Earlier this week we were lucky enough to be treated to dinner by our bosses, to mark the leaving of one of our colleagues. They took us to what they proudly declared to be ‘the best Spanish restaurant in London’, Moro. A tall order and a large boast. I love Spanish food, so I was intrigued to see whether it would live up to its hype.
It’s a great place with French babyfoot mixed among the tables and an international football theme, WITHOUT being boorish. How they strike the balance so perfectly, I’m not entirely sure, but it’s the best self-proclaimed sports bar I’ve been in.
Then over the road to Moro. I had artichoke and potato brik with rocket salad and harissa to start, which was delicious, like a Spanish version of an Indian samosa, and then Wood roasted guineafowl stuffed with spiced labneh with carrots and farika. The meat was succulent and the sauce was spicily aromatic without being hot.
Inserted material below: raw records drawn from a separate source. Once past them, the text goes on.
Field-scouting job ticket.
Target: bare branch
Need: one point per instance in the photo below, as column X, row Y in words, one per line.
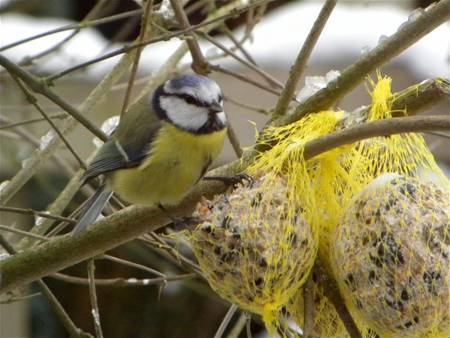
column 57, row 307
column 226, row 320
column 133, row 221
column 41, row 88
column 93, row 296
column 32, row 100
column 81, row 25
column 406, row 35
column 122, row 282
column 142, row 33
column 231, row 13
column 35, row 213
column 30, row 121
column 199, row 64
column 300, row 63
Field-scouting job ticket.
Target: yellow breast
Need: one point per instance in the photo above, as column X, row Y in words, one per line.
column 175, row 163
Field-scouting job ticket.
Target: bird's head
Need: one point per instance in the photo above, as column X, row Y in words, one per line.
column 191, row 102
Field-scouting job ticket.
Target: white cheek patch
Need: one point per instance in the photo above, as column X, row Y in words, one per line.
column 182, row 114
column 206, row 92
column 222, row 118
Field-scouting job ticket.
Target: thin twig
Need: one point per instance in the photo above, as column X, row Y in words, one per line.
column 81, row 25
column 238, row 327
column 41, row 88
column 93, row 296
column 57, row 307
column 243, row 78
column 226, row 320
column 308, row 307
column 132, row 222
column 137, row 56
column 22, row 232
column 133, row 265
column 165, row 37
column 99, row 92
column 36, row 213
column 266, row 76
column 238, row 44
column 302, row 58
column 18, row 299
column 246, row 106
column 32, row 100
column 30, row 121
column 199, row 64
column 122, row 282
column 90, row 15
column 25, row 135
column 406, row 35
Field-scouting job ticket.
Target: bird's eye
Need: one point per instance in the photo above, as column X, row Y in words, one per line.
column 190, row 99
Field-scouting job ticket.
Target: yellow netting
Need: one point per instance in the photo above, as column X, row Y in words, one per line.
column 259, row 242
column 391, row 257
column 251, row 248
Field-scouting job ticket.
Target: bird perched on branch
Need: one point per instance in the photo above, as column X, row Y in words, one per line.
column 162, row 147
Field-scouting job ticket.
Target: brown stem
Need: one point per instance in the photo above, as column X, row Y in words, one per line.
column 134, row 221
column 300, row 63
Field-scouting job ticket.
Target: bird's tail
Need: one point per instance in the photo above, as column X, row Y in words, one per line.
column 94, row 208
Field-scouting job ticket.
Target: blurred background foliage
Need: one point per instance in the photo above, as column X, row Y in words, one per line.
column 187, row 309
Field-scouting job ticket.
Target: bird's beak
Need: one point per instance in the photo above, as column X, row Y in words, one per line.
column 216, row 108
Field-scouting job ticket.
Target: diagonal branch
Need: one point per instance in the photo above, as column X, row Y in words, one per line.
column 300, row 63
column 199, row 64
column 134, row 221
column 406, row 35
column 41, row 88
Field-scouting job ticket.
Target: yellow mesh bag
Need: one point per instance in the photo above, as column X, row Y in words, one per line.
column 259, row 242
column 338, row 177
column 392, row 253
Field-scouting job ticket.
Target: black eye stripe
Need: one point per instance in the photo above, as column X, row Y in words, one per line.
column 190, row 99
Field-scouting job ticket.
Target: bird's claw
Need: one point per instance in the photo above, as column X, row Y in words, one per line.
column 184, row 223
column 232, row 181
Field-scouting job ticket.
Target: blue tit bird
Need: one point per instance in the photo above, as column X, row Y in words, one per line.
column 161, row 148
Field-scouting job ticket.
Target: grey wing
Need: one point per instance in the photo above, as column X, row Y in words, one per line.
column 130, row 144
column 113, row 156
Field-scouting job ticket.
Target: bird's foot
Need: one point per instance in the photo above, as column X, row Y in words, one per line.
column 181, row 223
column 231, row 181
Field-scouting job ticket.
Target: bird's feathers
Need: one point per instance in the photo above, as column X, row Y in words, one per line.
column 94, row 208
column 129, row 146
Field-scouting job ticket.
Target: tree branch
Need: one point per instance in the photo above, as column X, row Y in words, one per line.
column 199, row 64
column 297, row 69
column 40, row 87
column 406, row 35
column 134, row 221
column 215, row 19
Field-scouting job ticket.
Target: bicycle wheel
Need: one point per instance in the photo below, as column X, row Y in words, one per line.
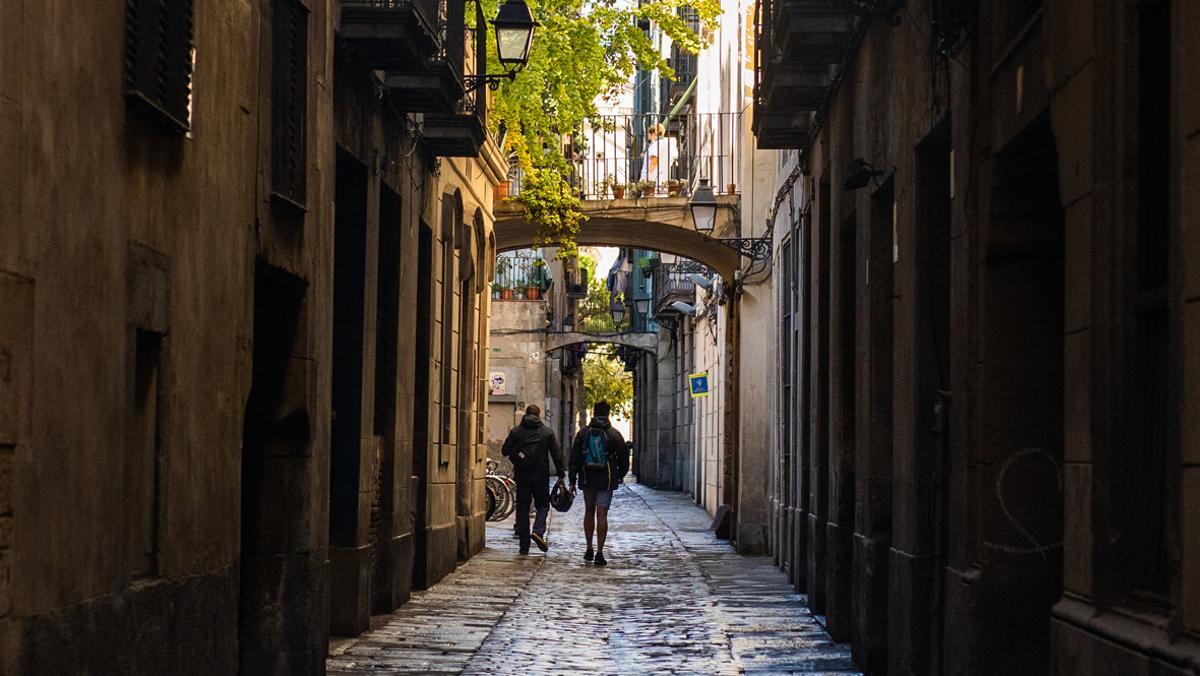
column 498, row 495
column 490, row 496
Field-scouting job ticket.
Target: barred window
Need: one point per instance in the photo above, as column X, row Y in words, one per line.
column 159, row 54
column 289, row 100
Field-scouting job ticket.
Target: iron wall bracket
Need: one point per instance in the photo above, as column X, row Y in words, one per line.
column 755, row 249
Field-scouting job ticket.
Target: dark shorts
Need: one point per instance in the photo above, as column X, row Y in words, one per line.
column 598, row 497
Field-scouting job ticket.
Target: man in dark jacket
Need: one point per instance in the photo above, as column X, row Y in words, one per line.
column 599, row 461
column 531, row 447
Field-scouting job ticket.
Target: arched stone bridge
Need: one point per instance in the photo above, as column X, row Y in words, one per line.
column 645, row 341
column 655, row 223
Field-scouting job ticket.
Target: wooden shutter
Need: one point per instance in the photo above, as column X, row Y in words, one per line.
column 159, row 60
column 289, row 100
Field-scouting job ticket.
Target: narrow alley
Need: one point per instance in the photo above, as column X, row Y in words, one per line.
column 673, row 599
column 891, row 306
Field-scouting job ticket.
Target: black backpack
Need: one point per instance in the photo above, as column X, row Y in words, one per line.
column 527, row 455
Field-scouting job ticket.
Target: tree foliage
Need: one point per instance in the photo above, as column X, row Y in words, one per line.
column 605, row 380
column 582, row 52
column 593, row 313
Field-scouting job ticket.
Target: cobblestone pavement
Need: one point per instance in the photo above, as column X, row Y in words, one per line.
column 673, row 599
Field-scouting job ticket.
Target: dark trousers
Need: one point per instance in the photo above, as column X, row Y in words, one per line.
column 539, row 494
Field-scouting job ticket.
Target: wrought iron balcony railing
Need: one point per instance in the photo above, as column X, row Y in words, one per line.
column 611, row 156
column 672, row 283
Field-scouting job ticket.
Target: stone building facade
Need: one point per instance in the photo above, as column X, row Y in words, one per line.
column 525, row 364
column 984, row 305
column 243, row 328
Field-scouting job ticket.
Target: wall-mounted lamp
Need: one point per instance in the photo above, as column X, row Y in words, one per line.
column 514, row 28
column 685, row 307
column 618, row 311
column 859, row 173
column 703, row 216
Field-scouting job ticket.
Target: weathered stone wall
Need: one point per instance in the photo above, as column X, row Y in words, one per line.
column 971, row 313
column 130, row 253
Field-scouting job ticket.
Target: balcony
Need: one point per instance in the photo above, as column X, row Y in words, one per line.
column 390, row 34
column 521, row 275
column 799, row 46
column 671, row 285
column 433, row 84
column 609, row 156
column 462, row 133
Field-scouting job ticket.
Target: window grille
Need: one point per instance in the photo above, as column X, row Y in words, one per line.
column 159, row 53
column 289, row 100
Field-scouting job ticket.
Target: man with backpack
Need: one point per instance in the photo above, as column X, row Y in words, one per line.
column 599, row 461
column 527, row 447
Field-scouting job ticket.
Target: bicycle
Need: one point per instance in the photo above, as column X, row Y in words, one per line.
column 501, row 492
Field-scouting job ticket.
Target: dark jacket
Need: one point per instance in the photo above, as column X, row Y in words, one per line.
column 537, row 440
column 618, row 458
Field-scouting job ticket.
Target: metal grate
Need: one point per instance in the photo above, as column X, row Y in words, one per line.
column 289, row 100
column 159, row 54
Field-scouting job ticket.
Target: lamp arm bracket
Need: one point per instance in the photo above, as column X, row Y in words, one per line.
column 755, row 249
column 492, row 81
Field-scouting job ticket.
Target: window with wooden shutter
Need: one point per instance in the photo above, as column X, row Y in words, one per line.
column 1147, row 479
column 159, row 54
column 289, row 100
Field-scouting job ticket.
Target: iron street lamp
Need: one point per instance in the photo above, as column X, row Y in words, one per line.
column 618, row 311
column 703, row 216
column 703, row 208
column 514, row 28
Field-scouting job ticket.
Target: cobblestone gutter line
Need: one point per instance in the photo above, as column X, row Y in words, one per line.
column 675, row 599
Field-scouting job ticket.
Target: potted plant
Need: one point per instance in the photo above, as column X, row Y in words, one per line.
column 646, row 264
column 605, row 185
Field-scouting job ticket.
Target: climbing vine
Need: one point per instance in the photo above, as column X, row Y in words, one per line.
column 551, row 204
column 583, row 52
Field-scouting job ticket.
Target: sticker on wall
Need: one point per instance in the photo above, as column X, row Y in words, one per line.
column 497, row 383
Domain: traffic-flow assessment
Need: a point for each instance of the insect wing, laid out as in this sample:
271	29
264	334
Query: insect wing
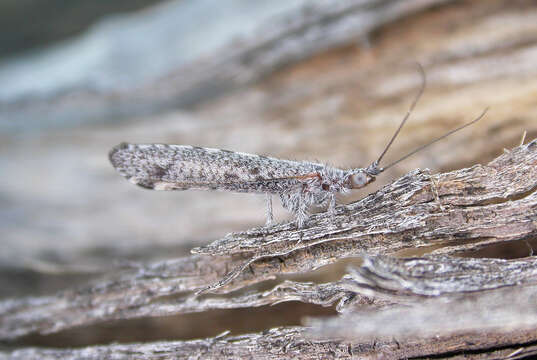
181	167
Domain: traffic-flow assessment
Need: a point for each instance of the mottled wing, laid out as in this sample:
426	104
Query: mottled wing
181	167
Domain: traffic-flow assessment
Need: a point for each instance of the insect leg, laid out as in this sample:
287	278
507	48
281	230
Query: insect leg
301	210
332	204
270	217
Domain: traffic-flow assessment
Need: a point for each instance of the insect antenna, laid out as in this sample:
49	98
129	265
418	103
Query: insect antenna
437	139
373	169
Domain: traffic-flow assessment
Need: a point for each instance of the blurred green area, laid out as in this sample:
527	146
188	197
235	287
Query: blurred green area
30	24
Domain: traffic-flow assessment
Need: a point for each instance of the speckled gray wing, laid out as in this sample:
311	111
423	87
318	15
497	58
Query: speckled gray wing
181	167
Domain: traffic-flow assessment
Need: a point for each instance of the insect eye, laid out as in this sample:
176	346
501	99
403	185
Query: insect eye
359	180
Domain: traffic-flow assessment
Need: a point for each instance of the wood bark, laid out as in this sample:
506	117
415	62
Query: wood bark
464	209
414	268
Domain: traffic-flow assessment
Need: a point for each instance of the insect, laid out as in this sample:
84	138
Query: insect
299	184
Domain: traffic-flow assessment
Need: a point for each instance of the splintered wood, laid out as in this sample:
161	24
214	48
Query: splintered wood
389	306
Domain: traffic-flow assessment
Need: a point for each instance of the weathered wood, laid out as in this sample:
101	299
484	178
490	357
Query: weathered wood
486	204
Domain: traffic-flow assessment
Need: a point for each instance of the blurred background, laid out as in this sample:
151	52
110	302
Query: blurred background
312	80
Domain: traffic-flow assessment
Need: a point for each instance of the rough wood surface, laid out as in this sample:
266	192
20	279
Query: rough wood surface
339	99
485	204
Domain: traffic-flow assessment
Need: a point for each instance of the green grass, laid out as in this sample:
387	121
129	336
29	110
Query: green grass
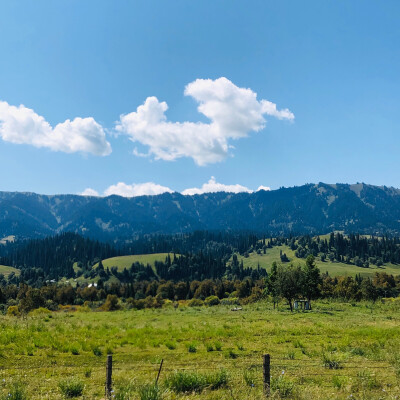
126	261
305	348
333	268
7	270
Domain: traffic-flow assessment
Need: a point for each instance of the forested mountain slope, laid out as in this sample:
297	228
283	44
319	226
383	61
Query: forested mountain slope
305	209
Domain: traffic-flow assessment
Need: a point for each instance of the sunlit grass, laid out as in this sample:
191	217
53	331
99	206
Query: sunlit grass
335	351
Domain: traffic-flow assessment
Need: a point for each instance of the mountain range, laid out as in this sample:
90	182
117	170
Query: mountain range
308	209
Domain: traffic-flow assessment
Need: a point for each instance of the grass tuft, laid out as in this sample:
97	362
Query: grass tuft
71	388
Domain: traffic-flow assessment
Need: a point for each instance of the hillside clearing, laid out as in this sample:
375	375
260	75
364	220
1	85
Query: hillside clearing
333	268
5	270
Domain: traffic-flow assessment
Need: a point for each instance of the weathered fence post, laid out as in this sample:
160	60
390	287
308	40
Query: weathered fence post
267	374
159	372
109	377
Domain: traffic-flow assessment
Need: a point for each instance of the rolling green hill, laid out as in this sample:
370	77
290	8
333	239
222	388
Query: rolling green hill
4	270
126	261
333	268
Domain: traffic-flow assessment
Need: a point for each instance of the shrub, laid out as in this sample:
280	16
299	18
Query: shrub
250	377
211	301
16	392
97	351
330	362
170	345
88	372
282	386
124	391
75	349
150	392
195	303
185	382
13	311
40	311
209	347
182	382
71	388
192	348
218	346
232	354
111	303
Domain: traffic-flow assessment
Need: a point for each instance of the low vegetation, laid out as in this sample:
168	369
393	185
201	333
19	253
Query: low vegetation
338	350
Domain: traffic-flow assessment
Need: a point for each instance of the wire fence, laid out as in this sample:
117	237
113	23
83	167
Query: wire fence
304	371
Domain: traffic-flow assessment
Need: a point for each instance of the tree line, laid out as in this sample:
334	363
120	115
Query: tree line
285	282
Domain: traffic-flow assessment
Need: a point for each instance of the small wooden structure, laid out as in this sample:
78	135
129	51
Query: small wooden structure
302	304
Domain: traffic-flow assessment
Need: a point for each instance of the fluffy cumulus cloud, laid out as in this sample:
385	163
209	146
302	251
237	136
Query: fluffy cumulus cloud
213	186
233	113
90	192
126	190
151	189
21	125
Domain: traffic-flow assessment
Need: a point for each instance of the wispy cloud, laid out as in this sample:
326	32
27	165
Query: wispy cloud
233	112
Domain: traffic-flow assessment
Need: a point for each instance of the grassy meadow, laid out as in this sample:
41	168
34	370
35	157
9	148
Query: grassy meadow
4	270
122	262
333	268
337	351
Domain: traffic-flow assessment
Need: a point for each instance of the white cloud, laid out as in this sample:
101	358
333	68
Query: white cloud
151	189
213	186
233	113
136	189
21	125
90	192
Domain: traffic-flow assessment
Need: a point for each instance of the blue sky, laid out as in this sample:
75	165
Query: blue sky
334	64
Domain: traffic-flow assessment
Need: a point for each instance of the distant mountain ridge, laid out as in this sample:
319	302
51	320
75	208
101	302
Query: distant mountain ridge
311	208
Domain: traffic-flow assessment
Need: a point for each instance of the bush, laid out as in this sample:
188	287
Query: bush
97	351
16	392
283	386
195	303
111	303
331	362
192	348
13	311
211	301
39	311
218	346
186	382
170	345
150	392
71	388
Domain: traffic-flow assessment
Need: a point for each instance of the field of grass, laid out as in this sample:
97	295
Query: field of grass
126	261
7	270
336	351
333	268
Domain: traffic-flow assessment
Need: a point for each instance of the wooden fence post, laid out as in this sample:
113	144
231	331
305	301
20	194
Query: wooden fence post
159	371
109	377
267	374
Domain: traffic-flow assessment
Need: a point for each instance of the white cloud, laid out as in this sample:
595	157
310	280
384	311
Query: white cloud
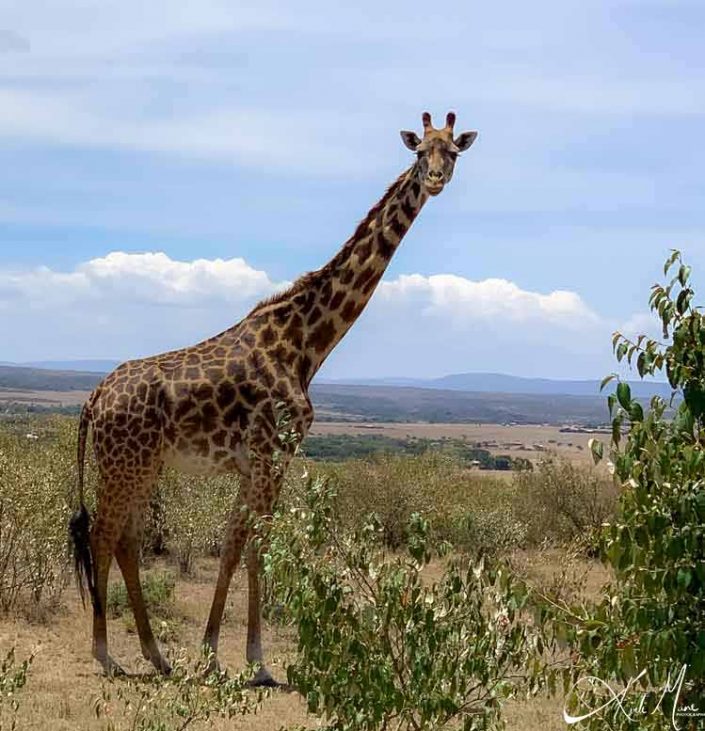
125	305
149	278
464	301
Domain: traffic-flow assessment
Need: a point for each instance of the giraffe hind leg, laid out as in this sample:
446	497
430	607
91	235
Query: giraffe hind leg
127	555
103	543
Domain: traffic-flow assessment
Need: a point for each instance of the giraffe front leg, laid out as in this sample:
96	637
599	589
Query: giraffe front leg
103	543
236	536
263	677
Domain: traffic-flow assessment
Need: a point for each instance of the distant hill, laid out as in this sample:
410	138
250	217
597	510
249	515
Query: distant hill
500	383
85	366
17	378
496	399
404	404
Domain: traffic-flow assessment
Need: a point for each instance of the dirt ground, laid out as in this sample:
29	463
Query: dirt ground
528	441
64	681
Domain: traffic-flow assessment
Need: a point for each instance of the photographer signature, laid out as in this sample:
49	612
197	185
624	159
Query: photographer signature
617	698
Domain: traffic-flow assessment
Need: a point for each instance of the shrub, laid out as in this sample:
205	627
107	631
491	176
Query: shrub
559	500
188	698
650	625
13	678
436	485
493	532
36	480
380	646
194	512
157	589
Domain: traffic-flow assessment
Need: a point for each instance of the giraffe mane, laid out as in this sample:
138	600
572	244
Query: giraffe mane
305	281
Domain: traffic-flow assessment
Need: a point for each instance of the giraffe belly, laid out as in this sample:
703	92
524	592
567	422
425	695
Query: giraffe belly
198	464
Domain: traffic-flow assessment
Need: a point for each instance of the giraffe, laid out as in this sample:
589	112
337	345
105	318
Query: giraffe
212	407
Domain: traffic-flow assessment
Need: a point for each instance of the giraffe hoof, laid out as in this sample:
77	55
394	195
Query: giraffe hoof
263	679
111	669
163	666
213	666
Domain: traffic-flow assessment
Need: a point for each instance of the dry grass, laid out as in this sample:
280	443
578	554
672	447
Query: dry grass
64	680
528	441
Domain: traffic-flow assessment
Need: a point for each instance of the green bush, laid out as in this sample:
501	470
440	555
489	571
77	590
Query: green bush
188	698
433	484
193	513
158	591
651	623
36	481
380	646
13	677
494	532
560	501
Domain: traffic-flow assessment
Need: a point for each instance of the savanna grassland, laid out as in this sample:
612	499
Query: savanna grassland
542	519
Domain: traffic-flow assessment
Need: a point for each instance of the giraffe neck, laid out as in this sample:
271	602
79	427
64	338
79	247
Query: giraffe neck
336	294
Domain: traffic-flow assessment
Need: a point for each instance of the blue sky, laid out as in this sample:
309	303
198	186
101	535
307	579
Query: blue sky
166	166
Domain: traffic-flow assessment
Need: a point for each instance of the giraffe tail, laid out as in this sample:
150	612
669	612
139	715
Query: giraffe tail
80	522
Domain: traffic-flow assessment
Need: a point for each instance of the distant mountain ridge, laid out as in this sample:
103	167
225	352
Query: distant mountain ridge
472	382
501	383
85	366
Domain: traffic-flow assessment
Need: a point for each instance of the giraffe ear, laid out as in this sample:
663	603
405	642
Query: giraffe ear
464	140
410	139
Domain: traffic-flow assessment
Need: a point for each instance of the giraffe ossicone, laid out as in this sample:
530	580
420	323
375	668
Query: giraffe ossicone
212	407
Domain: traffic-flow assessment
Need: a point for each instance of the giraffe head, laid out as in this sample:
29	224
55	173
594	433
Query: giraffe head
437	151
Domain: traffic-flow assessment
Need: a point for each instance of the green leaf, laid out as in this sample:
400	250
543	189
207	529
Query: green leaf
675	255
624	395
683	274
606	380
694	396
596	449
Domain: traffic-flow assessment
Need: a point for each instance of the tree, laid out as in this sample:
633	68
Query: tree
647	635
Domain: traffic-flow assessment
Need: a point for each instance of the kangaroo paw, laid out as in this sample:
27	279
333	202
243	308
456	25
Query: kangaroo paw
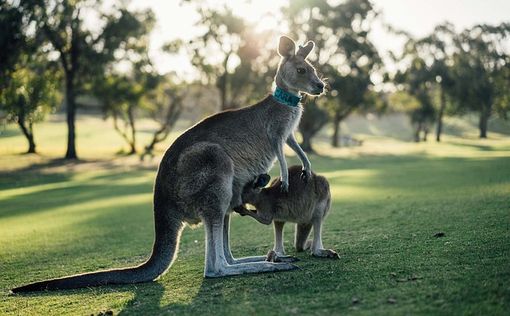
326	253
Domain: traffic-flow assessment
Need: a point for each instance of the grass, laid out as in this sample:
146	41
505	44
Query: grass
389	200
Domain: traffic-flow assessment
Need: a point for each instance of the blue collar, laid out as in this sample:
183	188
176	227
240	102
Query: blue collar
286	97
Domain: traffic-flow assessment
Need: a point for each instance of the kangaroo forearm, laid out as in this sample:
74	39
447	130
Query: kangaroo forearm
293	144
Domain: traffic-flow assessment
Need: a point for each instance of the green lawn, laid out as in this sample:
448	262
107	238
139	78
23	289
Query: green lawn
389	200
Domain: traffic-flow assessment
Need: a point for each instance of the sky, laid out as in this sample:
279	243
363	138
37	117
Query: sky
417	17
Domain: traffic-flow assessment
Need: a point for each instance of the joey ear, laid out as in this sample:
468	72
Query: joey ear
286	47
261	181
305	49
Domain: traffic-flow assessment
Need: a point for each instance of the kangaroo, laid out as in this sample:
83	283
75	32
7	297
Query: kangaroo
202	174
307	203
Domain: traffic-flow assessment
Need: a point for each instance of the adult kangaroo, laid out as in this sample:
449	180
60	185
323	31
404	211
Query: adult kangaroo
202	174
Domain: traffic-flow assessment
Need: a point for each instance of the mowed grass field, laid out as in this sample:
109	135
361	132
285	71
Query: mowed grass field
390	201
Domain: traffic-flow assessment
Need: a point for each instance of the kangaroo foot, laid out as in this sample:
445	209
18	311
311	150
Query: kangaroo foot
272	256
326	253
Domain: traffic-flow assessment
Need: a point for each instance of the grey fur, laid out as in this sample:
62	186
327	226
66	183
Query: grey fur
200	179
307	203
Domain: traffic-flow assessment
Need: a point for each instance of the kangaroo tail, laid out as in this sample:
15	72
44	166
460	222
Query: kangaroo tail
168	230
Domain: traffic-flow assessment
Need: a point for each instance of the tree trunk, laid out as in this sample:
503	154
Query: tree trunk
442	107
28	132
417	133
306	144
335	141
132	126
223	85
71	116
484	121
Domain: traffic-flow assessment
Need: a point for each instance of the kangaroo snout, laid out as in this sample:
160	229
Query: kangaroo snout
319	88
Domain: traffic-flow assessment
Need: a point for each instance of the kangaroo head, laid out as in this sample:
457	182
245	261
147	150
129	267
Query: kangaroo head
295	74
252	189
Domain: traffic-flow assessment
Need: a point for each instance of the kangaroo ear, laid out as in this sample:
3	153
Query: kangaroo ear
261	181
306	49
286	47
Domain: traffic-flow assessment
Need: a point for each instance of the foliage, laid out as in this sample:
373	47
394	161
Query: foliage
345	55
31	92
164	105
382	221
481	70
230	54
84	53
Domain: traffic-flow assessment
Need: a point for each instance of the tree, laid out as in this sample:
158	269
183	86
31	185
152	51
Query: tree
345	54
312	121
230	55
83	53
480	71
164	106
438	48
121	96
417	81
31	92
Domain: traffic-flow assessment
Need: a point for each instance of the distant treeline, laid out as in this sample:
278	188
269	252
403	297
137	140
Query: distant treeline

It was slippily scrummy, sliding down into my getting-fatter-by-the-second stomach all too easily.
You can get tapas too, but it seems Moro plays to a more southern Spanish food aesthetic, combining a Moroccan element with the Mediterranean style of cooking, which made it unlike anything I’ve eaten before.
It was such a treat. And even better, I wasn’t paying, which made it an even greater treat all round.